Developers, hobbyists and makers looking for an open source multilanguage dataset voices that can be used to train speech enabled applications, may be interested to know that NVIDIA and Mozilla have released the latest Common Voice Dataset surpassing 13,000 hours of crowd-sourced speech data, as well as adding another 16 languages to the corpus. The Common Voice is the world’s largest open data voice dataset and designed to democratize voice technology and is already used by developers, researchers and academics worldwide.
“NVIDIA has released multilingual speech recognition models in NGC for free as part of the partnership mission to democratize voice technology. NeMo is an open-source toolkit for researchers developing state-of-the-art conversational AI models. Researchers can further fine-tune these models on multilingual datasets. See an example in this notebook that fine tunes an English speech recognition model on the MCV Japanese dataset.
Contributors mobilize their own communities to donate speech data to the MCV public database, which anyone can then use to train voice-enabled technology.

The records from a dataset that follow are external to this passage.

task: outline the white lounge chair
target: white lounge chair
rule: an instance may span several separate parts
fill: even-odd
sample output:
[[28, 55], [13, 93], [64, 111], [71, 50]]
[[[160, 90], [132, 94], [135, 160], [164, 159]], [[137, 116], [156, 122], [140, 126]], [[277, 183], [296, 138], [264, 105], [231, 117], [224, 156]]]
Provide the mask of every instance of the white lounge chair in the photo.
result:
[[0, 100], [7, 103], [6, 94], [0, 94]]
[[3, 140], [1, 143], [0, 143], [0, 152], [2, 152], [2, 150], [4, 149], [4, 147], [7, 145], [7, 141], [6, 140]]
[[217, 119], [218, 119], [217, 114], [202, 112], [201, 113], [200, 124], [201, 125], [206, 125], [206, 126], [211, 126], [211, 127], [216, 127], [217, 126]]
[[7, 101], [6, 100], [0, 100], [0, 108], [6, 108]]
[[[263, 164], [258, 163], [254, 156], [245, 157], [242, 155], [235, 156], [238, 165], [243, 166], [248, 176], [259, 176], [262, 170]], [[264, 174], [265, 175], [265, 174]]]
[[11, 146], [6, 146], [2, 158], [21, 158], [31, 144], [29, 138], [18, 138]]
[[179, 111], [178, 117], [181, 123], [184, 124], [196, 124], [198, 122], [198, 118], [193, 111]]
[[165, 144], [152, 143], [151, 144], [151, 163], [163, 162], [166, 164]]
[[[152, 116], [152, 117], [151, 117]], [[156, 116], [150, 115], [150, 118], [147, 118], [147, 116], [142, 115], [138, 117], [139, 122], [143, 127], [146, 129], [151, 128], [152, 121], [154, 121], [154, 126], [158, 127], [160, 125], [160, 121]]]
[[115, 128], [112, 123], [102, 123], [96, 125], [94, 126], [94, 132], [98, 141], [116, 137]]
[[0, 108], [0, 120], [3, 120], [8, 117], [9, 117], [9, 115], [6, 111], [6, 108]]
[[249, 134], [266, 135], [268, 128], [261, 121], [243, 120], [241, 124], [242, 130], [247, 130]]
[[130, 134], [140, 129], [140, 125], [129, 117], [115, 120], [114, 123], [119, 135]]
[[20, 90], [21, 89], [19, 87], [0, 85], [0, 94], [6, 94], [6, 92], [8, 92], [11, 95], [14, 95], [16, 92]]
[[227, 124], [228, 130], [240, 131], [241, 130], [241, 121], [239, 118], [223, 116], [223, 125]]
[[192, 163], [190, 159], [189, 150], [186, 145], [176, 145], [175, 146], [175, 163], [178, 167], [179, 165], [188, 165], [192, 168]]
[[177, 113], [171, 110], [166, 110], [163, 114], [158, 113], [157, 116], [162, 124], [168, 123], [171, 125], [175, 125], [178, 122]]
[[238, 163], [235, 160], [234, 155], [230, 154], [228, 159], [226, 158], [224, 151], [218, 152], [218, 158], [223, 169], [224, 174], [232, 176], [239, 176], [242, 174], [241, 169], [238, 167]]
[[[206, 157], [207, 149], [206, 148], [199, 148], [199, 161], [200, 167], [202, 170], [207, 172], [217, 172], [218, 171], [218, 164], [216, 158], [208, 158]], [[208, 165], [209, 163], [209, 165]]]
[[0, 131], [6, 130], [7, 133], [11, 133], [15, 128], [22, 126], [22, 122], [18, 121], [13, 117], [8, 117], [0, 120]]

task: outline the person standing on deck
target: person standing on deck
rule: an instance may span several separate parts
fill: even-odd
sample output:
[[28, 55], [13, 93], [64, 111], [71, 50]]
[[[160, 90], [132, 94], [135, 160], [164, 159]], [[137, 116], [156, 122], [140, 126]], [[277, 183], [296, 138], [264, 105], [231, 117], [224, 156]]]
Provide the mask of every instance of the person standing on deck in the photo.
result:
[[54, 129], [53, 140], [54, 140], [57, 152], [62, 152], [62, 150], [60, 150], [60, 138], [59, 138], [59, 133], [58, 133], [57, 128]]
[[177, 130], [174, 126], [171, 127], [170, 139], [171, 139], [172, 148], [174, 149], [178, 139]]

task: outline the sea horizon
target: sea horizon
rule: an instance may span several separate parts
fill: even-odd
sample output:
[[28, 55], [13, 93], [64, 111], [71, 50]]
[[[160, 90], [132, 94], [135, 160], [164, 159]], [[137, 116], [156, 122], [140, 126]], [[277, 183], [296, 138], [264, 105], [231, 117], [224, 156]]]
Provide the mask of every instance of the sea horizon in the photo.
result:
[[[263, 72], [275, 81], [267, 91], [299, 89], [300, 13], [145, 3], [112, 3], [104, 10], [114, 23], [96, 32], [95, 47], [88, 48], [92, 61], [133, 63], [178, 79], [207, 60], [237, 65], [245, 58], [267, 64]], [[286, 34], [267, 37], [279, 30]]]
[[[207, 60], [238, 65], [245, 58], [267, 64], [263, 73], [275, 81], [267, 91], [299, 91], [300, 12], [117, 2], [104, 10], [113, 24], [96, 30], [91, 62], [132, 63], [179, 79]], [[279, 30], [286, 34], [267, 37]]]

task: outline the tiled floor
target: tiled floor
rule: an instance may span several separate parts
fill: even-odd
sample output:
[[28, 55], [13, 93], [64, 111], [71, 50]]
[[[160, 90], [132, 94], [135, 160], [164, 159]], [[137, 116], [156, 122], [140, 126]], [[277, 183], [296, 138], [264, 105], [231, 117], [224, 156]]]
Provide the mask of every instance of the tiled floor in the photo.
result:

As part of NVIDIA’s collaboration with Mozilla Common Voice, the models trained on this and other public datasets are made available for free via an open-source toolkit called NVIDIA NeMo.”
The latest Common Voice Dataset now consists of 13,905 hours, an increase of 4,622 hours from the previous release and introduces 16 new language to the dataset including Basaa, Slovak, Northern Kurdish, Bulgarian, Kazakh, Bashkir, Galician, Uyghur, Armenian, Belarusian, Urdu, Guarani, Serbian, Uzbek, Azerbaijani, Hausa. The top five languages in the Common Voice Dataset by total hours are English (2,630 hours), Kinyarwanda (2,260), German (1,040), Catalan (920), and Esperanto (840).
“Languages that have increased the most by percentage are Thai (almost 20x growth, from 12 hours to 250 hours), Luganda (9x growth, from 8 hours to 80 hours), Esperanto (more than 7x growth, from 100 hours to 840 hours), and Tamil (more than 8x growth, from 24 hours to 220 hours).”